Ok, I'll briefly describe how a the workflow of a modern game is structured. Basically, a CPU has to feed a GPU data (such as primitives, lighting, shaders, etc...) to process (transform, clip, rasterize, per-vertex/fragment, etc...). The CPU needs to take time to process stuff, and so does the GPU. The bottleneck arises when one has to wait for the other. If the CPU takes too long, the GPU finishes its work and idles. On the other hand, if the GPU is busy doing something, the CPU may have to wait on the GPU to do synchronization. This lack of "finishing jobs at the same time" is where the bottleneck arises.
Imagine a prducer/consumer scenario.
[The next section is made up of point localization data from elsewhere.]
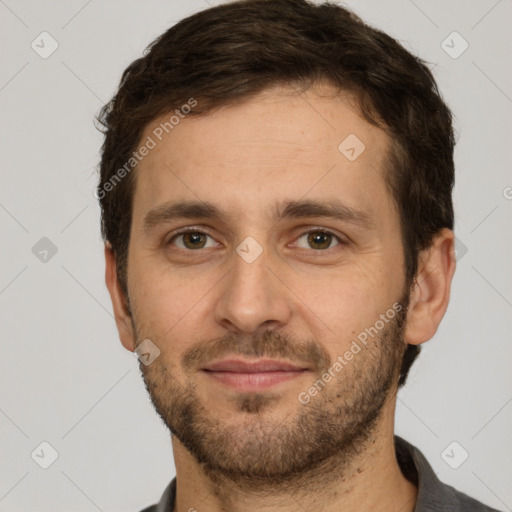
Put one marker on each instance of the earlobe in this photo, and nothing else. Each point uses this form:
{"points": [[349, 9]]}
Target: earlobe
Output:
{"points": [[431, 292], [122, 313]]}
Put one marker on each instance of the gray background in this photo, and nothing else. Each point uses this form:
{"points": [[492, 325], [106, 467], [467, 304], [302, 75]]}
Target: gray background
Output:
{"points": [[65, 378]]}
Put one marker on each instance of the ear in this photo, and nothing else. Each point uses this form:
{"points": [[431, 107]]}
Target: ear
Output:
{"points": [[431, 293], [122, 313]]}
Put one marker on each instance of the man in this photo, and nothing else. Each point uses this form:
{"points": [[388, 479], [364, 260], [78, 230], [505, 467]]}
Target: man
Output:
{"points": [[275, 188]]}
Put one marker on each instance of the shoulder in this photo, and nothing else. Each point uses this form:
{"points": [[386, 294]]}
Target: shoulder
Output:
{"points": [[469, 504]]}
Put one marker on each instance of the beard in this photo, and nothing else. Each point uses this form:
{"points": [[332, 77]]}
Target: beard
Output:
{"points": [[254, 446]]}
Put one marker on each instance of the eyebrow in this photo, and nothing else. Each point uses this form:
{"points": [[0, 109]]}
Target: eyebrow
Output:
{"points": [[284, 210]]}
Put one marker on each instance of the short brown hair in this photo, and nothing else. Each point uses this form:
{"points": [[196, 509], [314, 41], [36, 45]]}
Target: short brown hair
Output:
{"points": [[231, 52]]}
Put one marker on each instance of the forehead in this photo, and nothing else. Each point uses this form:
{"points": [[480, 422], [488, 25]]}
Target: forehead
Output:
{"points": [[253, 154]]}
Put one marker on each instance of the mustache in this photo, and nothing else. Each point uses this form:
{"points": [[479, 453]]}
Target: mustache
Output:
{"points": [[270, 344]]}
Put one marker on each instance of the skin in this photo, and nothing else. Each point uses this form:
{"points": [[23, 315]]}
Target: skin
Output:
{"points": [[267, 451]]}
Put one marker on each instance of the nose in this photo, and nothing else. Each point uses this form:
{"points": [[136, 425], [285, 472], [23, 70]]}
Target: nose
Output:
{"points": [[252, 298]]}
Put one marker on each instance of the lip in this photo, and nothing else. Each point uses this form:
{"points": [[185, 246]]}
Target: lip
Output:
{"points": [[243, 375], [245, 366]]}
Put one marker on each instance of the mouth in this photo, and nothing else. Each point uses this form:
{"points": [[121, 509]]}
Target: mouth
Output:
{"points": [[245, 375]]}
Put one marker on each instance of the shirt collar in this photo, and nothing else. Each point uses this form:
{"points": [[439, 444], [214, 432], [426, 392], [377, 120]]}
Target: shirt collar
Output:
{"points": [[433, 495]]}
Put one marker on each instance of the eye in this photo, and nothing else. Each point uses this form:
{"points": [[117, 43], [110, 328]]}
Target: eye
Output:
{"points": [[319, 240], [191, 239]]}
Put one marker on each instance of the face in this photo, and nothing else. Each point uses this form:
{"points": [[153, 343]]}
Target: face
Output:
{"points": [[284, 246]]}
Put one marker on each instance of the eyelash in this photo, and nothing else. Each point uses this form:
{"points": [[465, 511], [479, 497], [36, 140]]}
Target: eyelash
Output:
{"points": [[316, 230]]}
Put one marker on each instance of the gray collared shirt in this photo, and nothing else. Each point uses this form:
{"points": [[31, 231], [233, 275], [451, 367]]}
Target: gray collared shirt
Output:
{"points": [[433, 495]]}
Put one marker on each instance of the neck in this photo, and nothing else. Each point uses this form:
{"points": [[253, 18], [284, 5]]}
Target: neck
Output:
{"points": [[370, 480]]}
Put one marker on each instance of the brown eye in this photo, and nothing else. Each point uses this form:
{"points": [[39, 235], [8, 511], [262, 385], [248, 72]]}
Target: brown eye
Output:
{"points": [[319, 240], [191, 240]]}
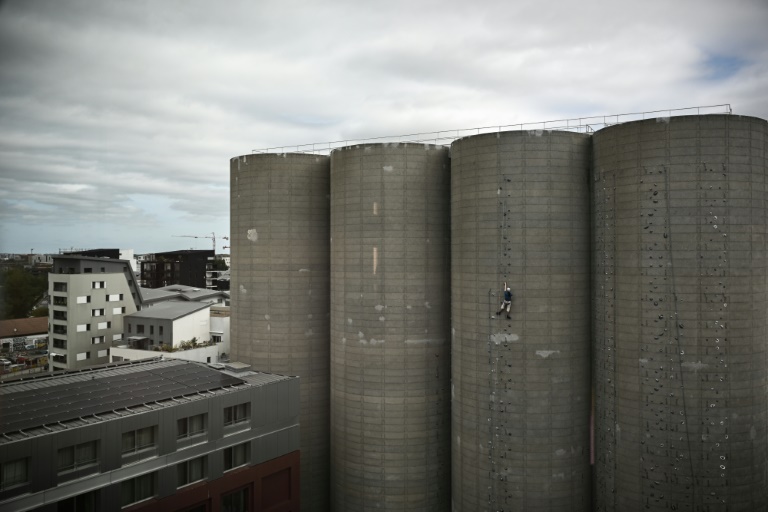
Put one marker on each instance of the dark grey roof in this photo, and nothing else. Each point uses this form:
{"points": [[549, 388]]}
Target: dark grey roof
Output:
{"points": [[170, 310], [61, 398]]}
The producer produces good so that the consumer can consume. Let's use the XBox 360 at launch...MS couldn't produce enough units to satisfy demand (in the US, at least). Therefore, it's like the CPU that can't produce enough "work/goods" for the GPU. On the other hand, the reverse situation is best illustrated with the Japanese XBox 360 launch. The bus and stuff in between? Think of that as the shipping routes trucks/cargo ships take to deliver XBoxes from the factory to the store shelves. If the trucking is really slow, there might be a launch or resupply delay, causing the stores/GPU to wait.
Now, does that make things a little more clear?